Wie bei solchen Kameras üblich, stellt man alles, was für die Aufnahme wichtig ist, am Objektiv oder dem dahinter befindlichen Verschluss ein. Ausgelöst wird immerhin schon mit einem Druckknopf am Gehäuse, der über einen Hebel mit dem Verschluss verbunden ist. Das ist aber auch eine der beiden möglichen Problemquellen bei dieser Art von Kameras, dass nämlich dieser Hebel schlecht justiert ist und nicht korrekt auslöst.

Das andere Problem ist die Mechanik, mit der das Objektiv ausgeklappt wird. Sie ist relativ empfindlch gegen rohe Gewalt bei der Bedienung. Schnell ist etwas verbogen und dann ist die Schärfeebene nicht mehr parallel zur Filmebene. Das lässt sich zwar von einer Fachwerkstatt beheben, aber nicht zu einem vertretbaren Preis. Seien Sie also bitte vorsichtig, wenn sich die Mechanik spießt.

Ansonsten ist die Perkeo eine übersichtliche Kamera, die keine Geheimnisse bereithält. So ähnlich wie bei einer alten Leica gibt es zwei Visiere, eines für die Ausschnittbestimmung und eines zum Scharfstellen, wobei man zwei Bilder mit dem Rad rechts oben zur Deckung bringt. In einem Fenster darüber wird die Entfernung angezeigt. Da das Objektiv nicht mit dem Entfernungsmesser gekoppelt ist, muss man den Wert dann auf das Objektiv übertragen.

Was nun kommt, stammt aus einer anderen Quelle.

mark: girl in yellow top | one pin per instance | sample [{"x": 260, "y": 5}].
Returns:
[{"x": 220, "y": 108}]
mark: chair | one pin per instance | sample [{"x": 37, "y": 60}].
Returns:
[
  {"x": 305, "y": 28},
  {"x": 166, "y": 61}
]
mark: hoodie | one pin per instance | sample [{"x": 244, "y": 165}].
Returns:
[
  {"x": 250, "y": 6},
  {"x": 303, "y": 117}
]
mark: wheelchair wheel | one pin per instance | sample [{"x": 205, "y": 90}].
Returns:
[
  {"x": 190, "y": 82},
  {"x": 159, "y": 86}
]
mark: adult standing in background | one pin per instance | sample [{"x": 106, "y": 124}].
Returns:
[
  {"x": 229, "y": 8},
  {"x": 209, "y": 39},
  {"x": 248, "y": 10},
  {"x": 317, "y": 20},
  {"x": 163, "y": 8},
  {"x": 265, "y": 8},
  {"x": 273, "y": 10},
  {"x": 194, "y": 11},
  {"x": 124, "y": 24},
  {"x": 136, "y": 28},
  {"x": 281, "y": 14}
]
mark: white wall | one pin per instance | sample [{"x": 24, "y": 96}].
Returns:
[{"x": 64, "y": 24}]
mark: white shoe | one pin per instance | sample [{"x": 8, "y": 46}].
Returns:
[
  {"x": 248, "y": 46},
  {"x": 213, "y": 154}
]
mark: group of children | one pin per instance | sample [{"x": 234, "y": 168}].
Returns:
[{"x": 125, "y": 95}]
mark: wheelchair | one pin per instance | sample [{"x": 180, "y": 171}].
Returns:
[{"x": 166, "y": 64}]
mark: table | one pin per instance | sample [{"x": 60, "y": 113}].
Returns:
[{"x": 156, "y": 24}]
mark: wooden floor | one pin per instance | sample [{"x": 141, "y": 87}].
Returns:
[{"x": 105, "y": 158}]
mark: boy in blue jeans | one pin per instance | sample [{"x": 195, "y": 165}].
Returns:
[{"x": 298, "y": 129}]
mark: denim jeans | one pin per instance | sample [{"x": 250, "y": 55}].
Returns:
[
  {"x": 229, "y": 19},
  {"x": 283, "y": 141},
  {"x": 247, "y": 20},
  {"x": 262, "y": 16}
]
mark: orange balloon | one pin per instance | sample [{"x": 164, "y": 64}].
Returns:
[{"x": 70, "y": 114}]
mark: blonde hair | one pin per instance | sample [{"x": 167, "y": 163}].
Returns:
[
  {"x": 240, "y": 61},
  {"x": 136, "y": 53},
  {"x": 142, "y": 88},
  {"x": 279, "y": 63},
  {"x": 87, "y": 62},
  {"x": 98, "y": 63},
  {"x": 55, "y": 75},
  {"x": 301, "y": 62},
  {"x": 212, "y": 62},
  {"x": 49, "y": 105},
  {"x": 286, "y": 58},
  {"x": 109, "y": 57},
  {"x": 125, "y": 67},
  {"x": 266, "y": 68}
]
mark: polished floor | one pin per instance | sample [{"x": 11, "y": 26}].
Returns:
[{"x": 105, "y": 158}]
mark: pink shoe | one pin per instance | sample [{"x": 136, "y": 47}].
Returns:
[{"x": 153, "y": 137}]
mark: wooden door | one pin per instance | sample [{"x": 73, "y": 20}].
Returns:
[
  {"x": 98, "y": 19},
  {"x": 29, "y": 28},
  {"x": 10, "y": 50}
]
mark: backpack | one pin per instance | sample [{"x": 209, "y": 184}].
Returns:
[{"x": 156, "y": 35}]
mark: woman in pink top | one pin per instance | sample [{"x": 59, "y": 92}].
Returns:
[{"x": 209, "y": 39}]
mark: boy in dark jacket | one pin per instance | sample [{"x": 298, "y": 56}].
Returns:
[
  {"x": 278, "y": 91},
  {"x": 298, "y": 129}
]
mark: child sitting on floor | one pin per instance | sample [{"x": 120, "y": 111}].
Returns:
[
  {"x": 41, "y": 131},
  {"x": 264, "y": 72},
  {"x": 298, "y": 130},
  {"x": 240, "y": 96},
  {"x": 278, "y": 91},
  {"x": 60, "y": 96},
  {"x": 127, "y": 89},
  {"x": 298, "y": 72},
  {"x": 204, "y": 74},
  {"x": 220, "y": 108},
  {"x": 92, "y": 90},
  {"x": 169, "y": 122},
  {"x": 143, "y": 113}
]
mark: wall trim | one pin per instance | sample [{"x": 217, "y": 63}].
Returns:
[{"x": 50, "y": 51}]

Der Verschluss befindet sich direkt hinter dem Objektiv und abgesehen von der Zeit stellt man dort auch den Selbstauslöser und die Blitzsynchoisation ein. Sollten ihre Vorräte alter Blitzbirnen zu Ende sein, dann können Sie auch mit modernen Elektronenblitzen arbeiten (Schalter auf “X” stellen). Leider hat der Zubehörschuh keinen Auslösekontakt, sodass Sie den Blitz durch ein Kabel mit dem Verschluss verbinden müssen.

Gleich neben dem Blitzschuh finden Sie ein kleines Loch im Gehäuseoberteil, hinter dem sich ein weisser Pfeil zeigt, sobald Sie den Film weitertransportiert haben, und der wohl verschwindet, sobald Sie den Auslöser betätigen. Ich kann das nur vermuten, bei meiner Kamera zuckt der Pfeil nur ein wenig nach hinten, was aber keine gesicherte Aussage zulässt.

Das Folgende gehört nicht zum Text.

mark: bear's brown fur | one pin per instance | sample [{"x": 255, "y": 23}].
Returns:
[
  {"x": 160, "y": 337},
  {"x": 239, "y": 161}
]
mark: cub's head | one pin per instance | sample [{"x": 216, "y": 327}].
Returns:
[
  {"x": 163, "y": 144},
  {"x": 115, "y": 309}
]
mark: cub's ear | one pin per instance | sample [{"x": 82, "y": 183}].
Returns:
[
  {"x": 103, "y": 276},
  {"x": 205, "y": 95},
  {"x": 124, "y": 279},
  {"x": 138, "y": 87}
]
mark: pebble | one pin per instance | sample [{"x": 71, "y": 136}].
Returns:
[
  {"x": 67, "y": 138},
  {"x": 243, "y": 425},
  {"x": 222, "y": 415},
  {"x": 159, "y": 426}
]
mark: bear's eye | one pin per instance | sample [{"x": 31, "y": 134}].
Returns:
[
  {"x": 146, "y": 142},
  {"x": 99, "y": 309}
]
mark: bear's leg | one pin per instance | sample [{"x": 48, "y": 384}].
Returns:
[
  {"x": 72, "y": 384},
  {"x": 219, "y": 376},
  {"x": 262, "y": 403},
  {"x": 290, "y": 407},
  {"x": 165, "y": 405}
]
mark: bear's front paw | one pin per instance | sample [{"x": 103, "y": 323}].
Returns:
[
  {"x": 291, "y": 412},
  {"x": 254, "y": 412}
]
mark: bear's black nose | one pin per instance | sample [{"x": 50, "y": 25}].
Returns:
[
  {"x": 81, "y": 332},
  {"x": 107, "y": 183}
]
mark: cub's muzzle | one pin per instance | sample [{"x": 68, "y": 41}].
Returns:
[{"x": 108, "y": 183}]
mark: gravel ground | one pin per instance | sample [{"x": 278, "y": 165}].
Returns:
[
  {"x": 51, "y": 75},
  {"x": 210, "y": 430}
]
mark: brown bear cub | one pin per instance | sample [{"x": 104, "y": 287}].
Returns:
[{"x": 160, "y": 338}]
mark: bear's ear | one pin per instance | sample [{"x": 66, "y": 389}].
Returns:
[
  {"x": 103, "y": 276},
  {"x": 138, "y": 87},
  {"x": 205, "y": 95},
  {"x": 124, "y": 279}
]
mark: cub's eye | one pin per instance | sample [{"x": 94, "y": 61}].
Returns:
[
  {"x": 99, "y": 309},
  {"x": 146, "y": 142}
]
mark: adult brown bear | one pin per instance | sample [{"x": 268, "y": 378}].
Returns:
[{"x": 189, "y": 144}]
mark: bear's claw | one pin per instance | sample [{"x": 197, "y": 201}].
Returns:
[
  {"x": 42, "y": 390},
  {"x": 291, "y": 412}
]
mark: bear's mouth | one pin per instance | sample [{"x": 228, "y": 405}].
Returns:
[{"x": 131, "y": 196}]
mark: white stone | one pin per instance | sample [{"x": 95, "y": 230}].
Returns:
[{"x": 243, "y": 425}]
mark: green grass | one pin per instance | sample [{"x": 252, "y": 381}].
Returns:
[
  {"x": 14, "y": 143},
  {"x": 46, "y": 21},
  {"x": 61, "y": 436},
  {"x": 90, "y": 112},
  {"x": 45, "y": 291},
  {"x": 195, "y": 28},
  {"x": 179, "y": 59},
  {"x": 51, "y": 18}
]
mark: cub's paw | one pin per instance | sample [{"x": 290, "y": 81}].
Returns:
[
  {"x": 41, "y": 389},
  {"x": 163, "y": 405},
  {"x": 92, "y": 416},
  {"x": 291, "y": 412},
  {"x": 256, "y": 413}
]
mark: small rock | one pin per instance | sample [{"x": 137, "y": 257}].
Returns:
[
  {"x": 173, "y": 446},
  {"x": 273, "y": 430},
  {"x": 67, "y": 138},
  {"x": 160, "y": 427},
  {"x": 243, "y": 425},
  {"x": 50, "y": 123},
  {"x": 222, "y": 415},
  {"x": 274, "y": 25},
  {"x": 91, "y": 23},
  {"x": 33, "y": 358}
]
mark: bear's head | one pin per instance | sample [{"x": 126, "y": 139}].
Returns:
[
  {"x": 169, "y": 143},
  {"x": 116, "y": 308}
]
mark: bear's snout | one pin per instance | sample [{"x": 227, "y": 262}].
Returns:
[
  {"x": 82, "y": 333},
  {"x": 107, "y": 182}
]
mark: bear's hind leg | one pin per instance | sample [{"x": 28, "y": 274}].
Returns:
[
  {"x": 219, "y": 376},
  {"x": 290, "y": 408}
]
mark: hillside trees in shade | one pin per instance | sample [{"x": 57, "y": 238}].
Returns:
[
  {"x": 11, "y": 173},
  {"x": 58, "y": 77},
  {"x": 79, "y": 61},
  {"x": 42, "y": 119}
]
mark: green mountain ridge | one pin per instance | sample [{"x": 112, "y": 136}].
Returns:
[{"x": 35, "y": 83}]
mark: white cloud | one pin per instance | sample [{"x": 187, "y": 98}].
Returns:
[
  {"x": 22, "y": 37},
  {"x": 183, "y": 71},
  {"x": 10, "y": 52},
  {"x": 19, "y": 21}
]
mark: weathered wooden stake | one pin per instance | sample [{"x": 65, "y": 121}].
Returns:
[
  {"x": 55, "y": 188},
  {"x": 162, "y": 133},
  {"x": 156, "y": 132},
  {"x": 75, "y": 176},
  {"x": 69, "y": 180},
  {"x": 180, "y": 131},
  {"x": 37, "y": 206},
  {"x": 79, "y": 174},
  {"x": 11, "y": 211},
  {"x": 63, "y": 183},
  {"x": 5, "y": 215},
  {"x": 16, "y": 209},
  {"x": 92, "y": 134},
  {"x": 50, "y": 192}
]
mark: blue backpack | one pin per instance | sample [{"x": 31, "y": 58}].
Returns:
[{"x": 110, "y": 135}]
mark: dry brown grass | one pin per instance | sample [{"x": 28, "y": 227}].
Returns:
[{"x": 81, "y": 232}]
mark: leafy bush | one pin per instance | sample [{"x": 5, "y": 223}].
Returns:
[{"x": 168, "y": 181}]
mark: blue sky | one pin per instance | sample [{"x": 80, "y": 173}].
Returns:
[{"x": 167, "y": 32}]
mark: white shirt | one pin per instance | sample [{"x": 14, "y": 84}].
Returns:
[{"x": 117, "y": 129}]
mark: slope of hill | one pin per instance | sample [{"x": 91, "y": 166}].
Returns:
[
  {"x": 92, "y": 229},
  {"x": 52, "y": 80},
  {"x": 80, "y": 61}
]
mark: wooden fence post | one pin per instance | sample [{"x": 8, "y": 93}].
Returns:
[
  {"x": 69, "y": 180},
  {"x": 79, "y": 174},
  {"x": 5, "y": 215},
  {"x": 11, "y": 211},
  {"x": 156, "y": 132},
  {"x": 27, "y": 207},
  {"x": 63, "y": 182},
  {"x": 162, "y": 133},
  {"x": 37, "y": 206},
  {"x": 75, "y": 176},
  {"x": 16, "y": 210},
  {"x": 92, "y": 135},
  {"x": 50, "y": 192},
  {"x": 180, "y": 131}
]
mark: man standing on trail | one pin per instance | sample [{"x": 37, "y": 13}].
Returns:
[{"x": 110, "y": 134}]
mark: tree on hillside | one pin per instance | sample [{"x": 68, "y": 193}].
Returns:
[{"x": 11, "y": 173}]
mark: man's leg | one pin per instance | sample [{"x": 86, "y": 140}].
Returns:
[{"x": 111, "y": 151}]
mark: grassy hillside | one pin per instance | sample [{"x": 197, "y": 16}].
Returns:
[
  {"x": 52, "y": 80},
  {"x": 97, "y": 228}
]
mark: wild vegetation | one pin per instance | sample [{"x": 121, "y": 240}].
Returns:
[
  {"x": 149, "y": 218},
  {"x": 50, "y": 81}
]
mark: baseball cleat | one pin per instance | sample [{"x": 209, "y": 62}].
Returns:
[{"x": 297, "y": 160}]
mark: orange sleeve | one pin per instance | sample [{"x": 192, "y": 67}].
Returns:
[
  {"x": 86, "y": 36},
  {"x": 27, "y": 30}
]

Als nettes Gimmik gibt es einen in der Objektivklappe integrierten Hebel, mit dem man die Kamera auf ebenem Untergrund für Aufnahmen mit dem Selbstauslöser aufstellen kann. Vergessen Sie nicht, ihn wieder einzuklappen, bevor Sie die Kamera schliessen.

Voigtlander Perkeo E: opening

Bedienungsschritte

Geöffnet wird die Objektivklappe mit einem kleinen Druckknopf im Kameraboden. Dadurch springt die Klappe einen Spalt auf und wird von Ihnen vollständig geöffnet. Merken Sie, wie satt die Mechanik einrastet? Die Perkeo ist wirklich robust konstruiert.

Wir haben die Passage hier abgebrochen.